„Wynajęłyśmy mieszkanie. Przy podpisywaniu umowy sądziłyśmy ze podpisujemy ja z właścicielem. Jedna z nas została zameldowana ponieważ właściciel nas o to prosił. Później dowiedziałyśmy się, że mieszkanie nie jest jego własnością tylko jest to mieszkanie spółdzielcze. Po czterech miesiącach przyszło do zameldowanej wezwanie do zapłaty z tytułu zadłużenia mieszkania. Czy możemy być w jakiś sposób pociągnięte do odpowiedzialności za ten dług, ponieważ w spółdzielni dowiedziałyśmy się, że możemy częściowo odpowiadać za okres w którym tu mieszkałyśmy. Czy spółdzielnia może egzekwować od nas ten dług, gdyż nie jesteśmy spokrewnione z właścicielem. Całą kwotę za wynajem zapłaciliśmy z góry za cztery miesiące właścicielowi. Umówiliśmy się, że on płaci czynsz my tylko rachunki.”
Zgodnie z art. 4 ust. 6 ustawy z dnia 15 grudnia 2000 roku o spółdzielniach mieszkaniowych (Dz.U. 2003 nr 119 poz. 1116) za opłaty związane z pokrywaniem kosztów eksploatacji i utrzymania nieruchomości w częściach przypadających na lokale, eksploatacją i utrzymaniem nieruchomości stanowiących mienie spółdzielni zgodnie ze statutem spółdzielni solidarnie z członkami spółdzielni, właścicielami niebędącymi członkami spółdzielni lub osobami niebędącymi członkami spółdzielni, którym przysługują spółdzielcze własnościowe prawa do lokalu odpowiadają m.in. osoby faktycznie korzystające z lokalu.
Odpowiedzialność osób faktycznie korzystających z lokalu ogranicza się do wysokości opłat należnych za okres ich faktycznego korzystania lub mieszkania w lokalu (art. 4 ust. 6.1. ustawy).

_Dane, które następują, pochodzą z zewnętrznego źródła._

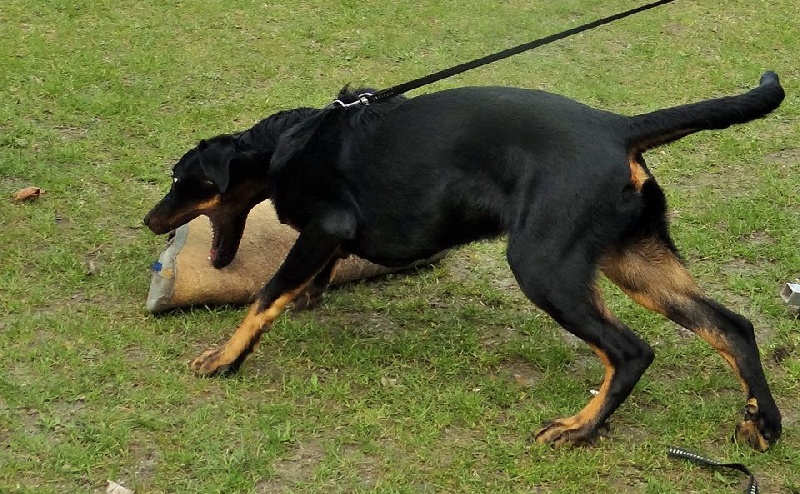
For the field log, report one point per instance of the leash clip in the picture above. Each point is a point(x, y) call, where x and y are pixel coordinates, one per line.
point(363, 99)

Pani i inne osoby mieszkające w tym lokalu są zobowiązane do zapłaty na rzecz spółdzielni w/w opłat. Spółdzielnia może dochodzić zapłaty na drodze sądowej. Jeżeli umówiły się Panie z wynajmującym, że opłaty te będzie ponosił wynajmujący, będą mogły się Pani domagać zwrotu uiszczonej na rzecz spółdzielni opłaty od wynajmującego.